Originally uploaded at SSRN.


Researchers focused on the representation of children and attorneys for children have taken great pains to explore issues surrounding the attorney-child client relationship and recommend strategies and policies supporting positive development of the relationship. Notwithstanding the breadth of available information, almost no attention has been aimed at whether attorneys should physically touch their clients. This article fills that gap.

This Article consists of three parts. Part I describes the literature commanding attorneys for children to develop quality relationships with their clients. These works recognize that young clients seek good relationships with their attorneys, but that barriers to creating quality relationships may exist. Next, Part I summarizes the current state of scientific knowledge regarding touch. Finally, Part I explains the potential benefits when attorneys use touch in their professional role.

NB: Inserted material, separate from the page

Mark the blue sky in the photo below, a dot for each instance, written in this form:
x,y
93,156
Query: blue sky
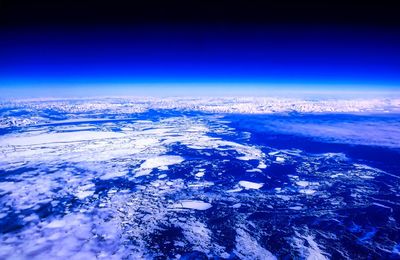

Part II reveals the glaring lack of guidance offered to children’s attorneys regarding whether it is appropriate to physically touch their clients and the reasons to caution against attorneys doing so. Explaining that neither ethical nor professional standards prevent attorneys from touching their clients in non-sexual, pro-social ways, Part II begins by revealing that the existing literature fails to consider touch as a possible tool for developing a quality relationship. Part II then examines the potential negative outcomes that may occur when an attorney physically touches a child client. Not only may the child or attorney-client relationship be affected negatively, but the attorney may also be negatively influenced.

Drawing upon the first two Parts, Part III offers several suggestions for addressing the matter. It begins by reviewing approaches taken by other professionals who work closely with children. These occupations, which embrace different perspectives, offer worthwhile viewpoints for consideration. Part III then proposes that all attorneys for children receive training on whether and how to appropriately touch child clients. Finally, Part III recommends that legal organizations and lawyers for children adopt formal policies governing attorney-client touch.